Ainsi les jours, les semaines s’en allaient dans une heureuse quiétude un moment troublée par une circonstance qui les émut beaucoup, mais diversement. Elle se crut enceinte et le lui apprit avec une joie telle qu’il ne put que la partager. Au fond, il avait peur. Un enfant, à son âge !… Qu’en ferait-il ?… Devait-il le reconnaître ?… Et quel gage entre cette femme et lui, quelle complication d’avenir !
Soudainement, la chaîne lui apparut, lourde, froide et scellée. La nuit, il ne dormait pas plus qu’elle ; et côte à côte dans leur grand lit, ils rêvaient, les yeux ouverts, à mille lieues l’un de l’autre.
Par bonheur, cette fausse alerte ne se renouvela plus, et ils reprirent leur train de vie paisible, exquisement close. Puis l’hiver fini, le vrai soleil enfin revenu, leur case s’embellissait encore, agrandie de la terrasse et de la tente. Le soir, ils dînaient là sous le ciel teinté de vert, que rayait le sifflement en coup d’ongle des hirondelles.
La rue envoyait ses bouffées chaudes et tous les bruits des maisons voisines ; mais le moindre souffle d’air était pour eux, et ils s’oubliaient des heures, leurs genoux enlacés, n’y voyant plus. Jean se rappelait des nuits semblables au bord du Rhône, rêvait de consulats lointains dans des pays très chauds, de ponts de navires en partance où la brise aurait cette haleine longue dont frémissait le rideau de la tente. Et lorsqu’une caresse invisible murmurait sur ses lèvres : « m’aimes-tu ?…” il revenait toujours de très loin pour répondre : « oh ! oui, je t’aime… » Voilà ce que c’est de les prendre si jeunes ; ils ont trop de choses dans la tête.
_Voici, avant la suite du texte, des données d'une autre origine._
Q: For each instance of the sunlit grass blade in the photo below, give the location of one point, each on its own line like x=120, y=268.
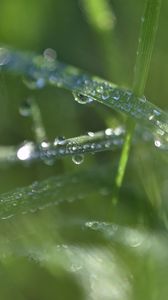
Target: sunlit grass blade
x=149, y=24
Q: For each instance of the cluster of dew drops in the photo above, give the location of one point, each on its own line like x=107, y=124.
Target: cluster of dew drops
x=25, y=151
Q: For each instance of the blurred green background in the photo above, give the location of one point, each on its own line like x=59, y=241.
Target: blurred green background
x=109, y=52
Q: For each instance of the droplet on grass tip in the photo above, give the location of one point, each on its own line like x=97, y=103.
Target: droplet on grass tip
x=25, y=109
x=78, y=159
x=33, y=84
x=60, y=140
x=50, y=54
x=82, y=99
x=108, y=132
x=25, y=151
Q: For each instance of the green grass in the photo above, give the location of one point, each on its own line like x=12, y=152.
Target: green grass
x=59, y=235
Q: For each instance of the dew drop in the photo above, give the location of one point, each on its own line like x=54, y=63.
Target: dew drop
x=44, y=144
x=50, y=55
x=78, y=159
x=4, y=56
x=158, y=143
x=49, y=161
x=105, y=95
x=60, y=140
x=25, y=109
x=91, y=134
x=100, y=89
x=116, y=95
x=25, y=151
x=34, y=83
x=108, y=131
x=82, y=99
x=142, y=99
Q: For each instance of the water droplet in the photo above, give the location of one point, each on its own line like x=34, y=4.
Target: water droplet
x=25, y=151
x=44, y=144
x=158, y=143
x=78, y=159
x=142, y=99
x=91, y=134
x=33, y=84
x=25, y=109
x=4, y=56
x=108, y=131
x=49, y=161
x=82, y=99
x=116, y=95
x=50, y=54
x=151, y=117
x=105, y=95
x=60, y=140
x=118, y=131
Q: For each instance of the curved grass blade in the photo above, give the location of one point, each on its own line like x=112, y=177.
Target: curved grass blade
x=94, y=88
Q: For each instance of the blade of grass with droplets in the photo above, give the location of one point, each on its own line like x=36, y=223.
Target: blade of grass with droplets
x=149, y=24
x=110, y=139
x=88, y=88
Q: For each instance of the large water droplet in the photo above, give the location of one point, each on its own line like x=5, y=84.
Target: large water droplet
x=44, y=144
x=82, y=99
x=25, y=109
x=50, y=55
x=60, y=140
x=91, y=134
x=4, y=56
x=78, y=159
x=116, y=95
x=34, y=83
x=108, y=131
x=25, y=151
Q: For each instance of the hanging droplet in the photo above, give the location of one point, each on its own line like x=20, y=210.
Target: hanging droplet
x=45, y=145
x=25, y=151
x=116, y=95
x=91, y=134
x=82, y=99
x=78, y=159
x=25, y=109
x=105, y=95
x=34, y=83
x=49, y=161
x=50, y=55
x=60, y=140
x=108, y=131
x=142, y=99
x=158, y=143
x=4, y=56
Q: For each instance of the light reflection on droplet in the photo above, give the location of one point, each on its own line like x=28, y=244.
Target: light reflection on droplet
x=25, y=151
x=91, y=134
x=82, y=99
x=25, y=109
x=78, y=159
x=108, y=131
x=50, y=54
x=158, y=143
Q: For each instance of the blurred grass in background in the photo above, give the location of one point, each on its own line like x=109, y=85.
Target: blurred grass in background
x=110, y=53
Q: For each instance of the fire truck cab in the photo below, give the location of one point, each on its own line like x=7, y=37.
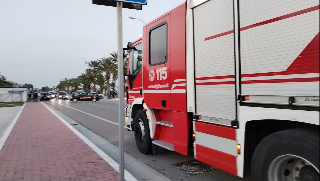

Sur le même balcon, séparé d’eux par une grille en fer enguirlandée de fleurs grimpantes, un autre couple roucoulait, M. et Mme Hettéma, des gens mariés, très gros, dont les baisers claquaient comme des gifles. Merveilleusement appareillés, dans une conformité d’âge, de goût, de lourdes tournures, c’était touchant d’entendre ces amoureux à fin de jeunesse chanter en duo tout bas, en s’appuyant à la balustrade, de vieilles romances sentimentales…
Mais je l’entends qui soupire dans l’ombre
C’est un beau rêve, ah ! laissez-moi dormir.
Ils plaisaient à Fanny, elle aurait voulu les connaître. Quelquefois même la voisine et elle échangeaient par-dessus le fer noirci de la rampe un sourire de femmes amoureuses et heureuses ; mais les hommes comme toujours se tenaient plus raides et l’on ne se parlait pas.
Jean revenait du quai d’Orsay, une après-midi, quand il s’entendit appeler au coin de la rue Royale. Il faisait un jour admirable, une lumière chaude où Paris s’épanouissait à ce tournant du boulevard qui par un beau couchant, vers l’heure du Bois, n’a pas son pareil au monde.
– Mettez-vous là, belle jeunesse, et buvez quelque chose… ça m’amuse les yeux de vous regarder.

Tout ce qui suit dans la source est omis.